Synergy of Ni single atom and RuNi alloy nanocluster enables boosted hydrogen evolution at industrial current densities

Abstract

Ruthenium (Ru) has emerged as a promising alternative to platinum (Pt) for alkaline hydrogen evolution reaction (HER), yet its practical application is severely hindered by sluggish water dissociation kinetics and unfavorable hydrogen adsorption behavior. Herein, we strategically address these challenges by integrating Ni single-atom sites with RuNi alloy nanoclusters. The as-designed Ru₃Ni-N-C catalyst achieves exceptional alkaline HER performance, with an ultralow overpotential of 5 mV at 10 mA cm^-2. When applied in an anion exchange membrane water electrolyzer (AEMWE), the catalyst delivers a high price activity of 515.3 A dollar^-1 at 2 V and operates stably at an industrial-level current density of 500 mA cm^-2 for 200 h with a minimal degradation rate of 56.7 μV h^-1, significantly outperforming commercial Pt/C (51.9 A dollar^-1 at 2 V, 718.9 μV h^-1).
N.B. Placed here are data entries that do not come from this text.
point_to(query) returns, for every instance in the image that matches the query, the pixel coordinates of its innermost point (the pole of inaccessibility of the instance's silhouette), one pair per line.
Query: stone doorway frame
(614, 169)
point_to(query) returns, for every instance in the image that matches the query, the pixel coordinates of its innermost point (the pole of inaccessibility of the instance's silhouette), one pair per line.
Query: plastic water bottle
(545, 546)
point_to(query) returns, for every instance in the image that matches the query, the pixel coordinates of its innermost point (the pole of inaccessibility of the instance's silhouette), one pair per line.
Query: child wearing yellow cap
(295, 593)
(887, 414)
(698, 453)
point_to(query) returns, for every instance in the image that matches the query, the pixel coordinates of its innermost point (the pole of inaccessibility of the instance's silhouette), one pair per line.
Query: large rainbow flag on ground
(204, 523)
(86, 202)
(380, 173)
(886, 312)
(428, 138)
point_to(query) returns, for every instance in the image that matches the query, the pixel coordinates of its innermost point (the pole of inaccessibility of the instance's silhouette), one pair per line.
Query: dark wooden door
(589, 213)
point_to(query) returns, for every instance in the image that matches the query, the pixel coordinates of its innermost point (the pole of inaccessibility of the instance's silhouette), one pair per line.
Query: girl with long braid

Experimental and theoretical calculation studies reveal that Ni single-atom facilitates water dissociation by regulating the interfacial water structure while alloying Ni with Ru optimizes hydrogen adsorption free energy, thus accelerating the Heyrovsky step kinetics. The synergistic interplay between Ni single-atom and Ru₃Ni alloy nanocluster effectively balances intermediate adsorption and reaction kinetics, offering a rational design principle for advanced alkaline HER electrocatalysts toward scalable hydrogen production.